AN EAST Lancashire nature reserve is being used as an example for organisations from every corner of the globe.

The marketing of Brockholes Nature Reserve in the Ribble Valley and the sustainable design of the floating ‘Visitor Village’ are being used as case studies in a new handbook aimed at showcasing the best way to develop a wetland education centre.

And representatives from 14 countries, including Australia, China, Canada and United Arab Emirates were told about the attraction as an example of best practice at a conference in South Korea.

The site, which is run by Lancashire Wildlife Trust, includes 250 acres of wetland and woodland habitats which was transformed from a former quarry site.

The newly released handbook presents a range of lessons on the design and operation of wetland education centres based on experiences of centre managers from around the world.
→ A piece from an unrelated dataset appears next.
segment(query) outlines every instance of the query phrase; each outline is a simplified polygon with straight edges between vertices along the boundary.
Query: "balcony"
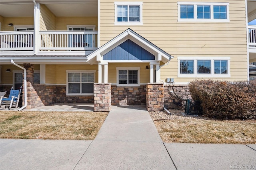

It is aimed at government agencies, architects, conservation organisations and consultants.

Brockholes general manager, Kath Knight was also invited to attend the ‘Workshop on Best Practices for the Design and Operation of Wetland Education Centres’, held in Seosan, to talk about the work of the trust.

She said: “We were honoured to be invited to contribute at the workshop.

“And hope that it will enable us to establish links with wetland centres around the world.

“The fact that Brockholes is being used in several areas as a case study for best practice is a testament to the work of the trust and its members who supported the initial purchase of the reserve in 2006.”

The workshop was a partnership event organised by the Ramsar Convention Secretariat, the Ministry of Environment Korea and the Environmental Ecosystem Research Foundation.

Marketing manager Lindsey Poole said: “To have the marketing recognised on a global scale is breathtaking.

“Our plans were always big when it came to Brockholes, we wanted to portray the unique features of the site and break down the barriers of nature reserve perceptions, and we wanted to let people know we were a new kind of nature reserve.

“We had to be creative, though, with small budgets, a small team and a launch campaign which began before the reserve and Visitor Village were completed.

“The multi-channel approach we used enabled us to build the excitement and anticipation around the launch, with a powerful PR campaign ensuring we made the most of opportunities to raise our profile to a national level.”